Offshore wind was the source of 10% of the UK’s electricity last year and is fast becoming one of the country’s main energy sources. By 2030, the UK government is targeting 40GW installed capacity - four times what we have today.
The Crown Estate (TCE) and Crown Estate Scotland (CES) both have seabed leasing rounds open, which will likely shape the types of projects we expect to see to achieve the ambitious 40GW deployment target. So, to answer the question that I’m surely not the only one asking, what will a 2030 offshore wind farm look like?
2030 Reference Site
I’ve built a hypothetical project based on the common characteristics of CES ScotWind and TCE Round 4 seabed leasing zones and expected technology breakthroughs, shown in Table 1.
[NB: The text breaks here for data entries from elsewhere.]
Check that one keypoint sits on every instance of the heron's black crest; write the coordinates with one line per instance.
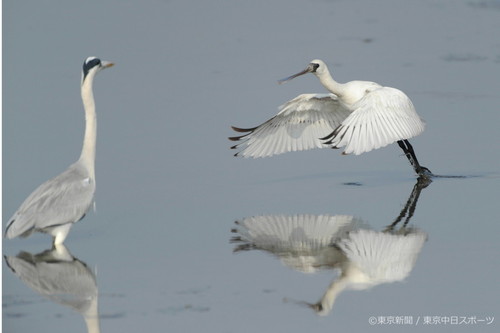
(90, 63)
(315, 66)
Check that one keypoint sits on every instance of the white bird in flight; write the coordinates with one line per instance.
(61, 201)
(358, 115)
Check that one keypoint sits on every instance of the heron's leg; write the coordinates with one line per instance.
(410, 154)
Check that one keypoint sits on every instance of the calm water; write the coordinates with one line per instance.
(158, 253)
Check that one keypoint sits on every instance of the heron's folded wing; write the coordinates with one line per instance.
(298, 126)
(60, 200)
(382, 117)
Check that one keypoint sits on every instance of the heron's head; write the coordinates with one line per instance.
(92, 65)
(317, 67)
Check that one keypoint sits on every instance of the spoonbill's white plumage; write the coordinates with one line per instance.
(61, 201)
(358, 115)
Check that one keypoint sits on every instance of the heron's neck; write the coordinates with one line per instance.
(331, 85)
(89, 141)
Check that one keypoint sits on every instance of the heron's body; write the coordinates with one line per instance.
(358, 115)
(63, 200)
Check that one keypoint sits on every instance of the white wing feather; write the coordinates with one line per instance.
(383, 116)
(299, 125)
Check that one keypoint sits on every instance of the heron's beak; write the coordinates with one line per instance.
(106, 64)
(305, 71)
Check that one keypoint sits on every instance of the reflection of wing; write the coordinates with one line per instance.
(295, 233)
(60, 200)
(302, 242)
(298, 126)
(382, 117)
(383, 257)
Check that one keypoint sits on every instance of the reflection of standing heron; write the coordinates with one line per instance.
(62, 278)
(359, 115)
(61, 201)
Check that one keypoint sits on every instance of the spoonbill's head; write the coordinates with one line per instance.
(317, 67)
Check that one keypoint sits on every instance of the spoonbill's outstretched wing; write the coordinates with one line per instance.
(299, 125)
(383, 116)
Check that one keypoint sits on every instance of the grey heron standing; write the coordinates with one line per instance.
(358, 115)
(63, 200)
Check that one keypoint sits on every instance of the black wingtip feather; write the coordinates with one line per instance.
(243, 130)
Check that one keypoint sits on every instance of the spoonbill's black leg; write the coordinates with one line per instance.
(410, 154)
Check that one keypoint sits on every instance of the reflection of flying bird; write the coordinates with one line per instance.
(61, 201)
(302, 242)
(57, 275)
(364, 257)
(359, 115)
(373, 258)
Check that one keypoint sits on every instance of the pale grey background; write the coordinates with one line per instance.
(168, 188)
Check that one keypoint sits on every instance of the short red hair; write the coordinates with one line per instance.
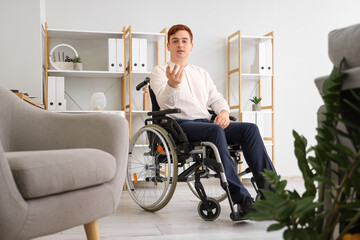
(177, 28)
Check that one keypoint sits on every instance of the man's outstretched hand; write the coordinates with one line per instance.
(174, 78)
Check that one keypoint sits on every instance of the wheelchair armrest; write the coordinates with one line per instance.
(232, 118)
(164, 112)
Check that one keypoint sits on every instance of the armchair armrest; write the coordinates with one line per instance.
(351, 80)
(35, 129)
(164, 112)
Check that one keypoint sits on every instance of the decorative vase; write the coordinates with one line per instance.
(78, 66)
(256, 107)
(98, 101)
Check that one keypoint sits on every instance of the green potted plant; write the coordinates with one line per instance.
(256, 106)
(307, 216)
(77, 63)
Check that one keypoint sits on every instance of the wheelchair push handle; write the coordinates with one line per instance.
(142, 84)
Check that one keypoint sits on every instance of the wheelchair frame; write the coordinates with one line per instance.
(198, 153)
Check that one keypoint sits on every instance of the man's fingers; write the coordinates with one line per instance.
(179, 73)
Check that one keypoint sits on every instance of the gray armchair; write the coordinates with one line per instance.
(343, 43)
(57, 170)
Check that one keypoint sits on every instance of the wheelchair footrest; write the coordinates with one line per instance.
(236, 216)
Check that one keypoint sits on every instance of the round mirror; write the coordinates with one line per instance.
(61, 55)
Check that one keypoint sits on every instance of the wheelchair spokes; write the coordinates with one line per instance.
(211, 183)
(152, 168)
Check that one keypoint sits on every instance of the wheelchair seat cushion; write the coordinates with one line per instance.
(43, 173)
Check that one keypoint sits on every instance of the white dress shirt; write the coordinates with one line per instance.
(195, 94)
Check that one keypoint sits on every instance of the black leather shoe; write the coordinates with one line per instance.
(246, 206)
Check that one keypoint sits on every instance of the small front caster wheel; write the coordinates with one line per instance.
(209, 211)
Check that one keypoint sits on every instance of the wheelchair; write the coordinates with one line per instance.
(160, 148)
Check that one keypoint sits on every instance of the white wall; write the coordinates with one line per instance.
(300, 27)
(20, 46)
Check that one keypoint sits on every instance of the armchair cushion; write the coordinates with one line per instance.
(344, 42)
(351, 80)
(43, 173)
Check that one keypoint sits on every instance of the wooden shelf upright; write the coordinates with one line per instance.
(237, 71)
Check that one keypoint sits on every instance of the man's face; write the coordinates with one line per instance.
(180, 46)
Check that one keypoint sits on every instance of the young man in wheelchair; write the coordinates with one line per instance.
(189, 88)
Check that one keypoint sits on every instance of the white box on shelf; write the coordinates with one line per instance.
(60, 94)
(262, 58)
(51, 93)
(135, 54)
(248, 116)
(260, 122)
(143, 55)
(268, 54)
(120, 55)
(112, 54)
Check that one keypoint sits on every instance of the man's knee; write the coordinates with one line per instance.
(252, 127)
(216, 130)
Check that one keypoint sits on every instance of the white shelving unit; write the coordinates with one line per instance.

In summary, wind farms of 2030 are expected to be bigger, with larger turbines, in deeper water farther from shore with higher wind conditions and using state of the art operations & maintenance (O&M) technologies. Sites like these may require some new thinking, and I’ve considered a few challenges and opportunities I see coming from pushing the limits of technology:
The average turbine rating five to ten years ago was 4MW, compared with an average turbine rating of 7MW for turbines in 2019 and 9.5MW for projects under construction. We’re expecting 15MW turbines to be standard by 2030. Larger turbines may be more expensive on a per MW basis, primarily due to heavier components, which require reinforcement in the nacelle and tower. However, they enable cost savings by reducing supporting infrastructure, faster installation time per MW and operating cost reductions through maintenance of fewer units. They also produce a higher average energy output, which reduces cost on a per MWh basis. At what point will the costs of fabricating and lifting these larger components outweigh the benefits listed above?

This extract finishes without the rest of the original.